We’ve gotten our fair share of flack; When we advertised feeding artists like Kendrick Lamar, certain individuals in the community demanded, “Why aren’t you feeding local bands?” or “Why aren’t you feeding the homeless?” I’m sure we’ll get at least one naysayer yelling, “Do they really need the free beer?”
Ninety-nine percent of the bands we feed are far from being Elton John; they're garage bands, dusty troubadours and unknown road warriors. But we’re not interested in deciding which bands that fit within our criteria are more deserving.

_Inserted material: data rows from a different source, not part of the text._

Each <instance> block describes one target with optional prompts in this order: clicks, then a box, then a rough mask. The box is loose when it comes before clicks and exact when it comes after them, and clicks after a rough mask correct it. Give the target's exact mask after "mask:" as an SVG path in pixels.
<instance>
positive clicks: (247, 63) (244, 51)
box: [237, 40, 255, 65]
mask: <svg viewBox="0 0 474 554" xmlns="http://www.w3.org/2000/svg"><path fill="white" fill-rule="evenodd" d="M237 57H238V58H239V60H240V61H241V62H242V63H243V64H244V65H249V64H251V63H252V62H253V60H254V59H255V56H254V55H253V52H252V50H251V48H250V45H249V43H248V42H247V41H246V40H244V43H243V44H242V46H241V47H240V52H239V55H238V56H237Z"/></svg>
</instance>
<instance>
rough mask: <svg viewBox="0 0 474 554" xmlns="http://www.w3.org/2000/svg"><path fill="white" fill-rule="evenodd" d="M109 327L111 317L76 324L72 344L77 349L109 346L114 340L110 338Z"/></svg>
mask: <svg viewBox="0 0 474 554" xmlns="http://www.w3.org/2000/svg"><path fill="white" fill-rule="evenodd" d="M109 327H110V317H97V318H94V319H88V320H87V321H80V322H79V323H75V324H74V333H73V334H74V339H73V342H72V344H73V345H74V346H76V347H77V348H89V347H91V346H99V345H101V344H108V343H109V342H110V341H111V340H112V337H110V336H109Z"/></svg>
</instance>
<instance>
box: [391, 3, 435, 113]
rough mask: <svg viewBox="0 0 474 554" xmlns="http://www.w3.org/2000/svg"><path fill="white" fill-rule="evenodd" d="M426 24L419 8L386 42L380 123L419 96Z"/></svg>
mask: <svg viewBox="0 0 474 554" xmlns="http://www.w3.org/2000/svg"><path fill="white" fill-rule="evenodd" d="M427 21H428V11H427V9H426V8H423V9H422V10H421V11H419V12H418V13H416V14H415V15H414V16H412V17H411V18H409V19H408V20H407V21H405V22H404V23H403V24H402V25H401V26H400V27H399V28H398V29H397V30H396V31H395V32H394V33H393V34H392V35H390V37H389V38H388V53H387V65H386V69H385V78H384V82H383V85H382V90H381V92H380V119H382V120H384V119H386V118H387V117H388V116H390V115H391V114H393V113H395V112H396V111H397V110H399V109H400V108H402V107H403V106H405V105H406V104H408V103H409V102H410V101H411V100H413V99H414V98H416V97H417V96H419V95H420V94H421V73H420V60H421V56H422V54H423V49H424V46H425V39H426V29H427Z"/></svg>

Year-round, Illegal Pete’s hosts myriad fundraisers ranging from one-day events to month-long extravaganzas to fight homelessness and cancer, encourage youth literacy and school programs for at-risk youth. To help local artists, we’re also involved in the Colorado Creative Industries’ Career Advancement Grant, and Pete recently pledged $25k per year for three years to the Denver Music Advancement Fund. But, sorry, we can’t afford to feed bands for free who live here all the time.
And, yes, we believe in the great importance of free beer.
What began as an underground, secret hookup now feeds an average of twelve bands per week (the average of all weeks in 2018). In 2017, we fed 556 bands for free — that’s about 2,426 starving artists. And 2018 and 2019 hold exciting things in store for the Starving Artists program. First, free beer for touring artists alongside their entrees! We’re excited to pair up with the most refreshing ale in existence, Dogfish Head’s SeaQuench Ale. We’ll be announcing additional perks in the near future and some really exciting partnerships. The Burrito Fairy will be making the rounds to more bands, trying to squeeze the most out of this rock-star program.
So until then, the Burrito Fairy will sign off with the words used to send our bands off into the golden queso sunset that is Illegal Pete’s: Enjoy the food and your time in Denver.
P.S.: There has yet to be written a song about the Burrito Fairy. Just sayin’.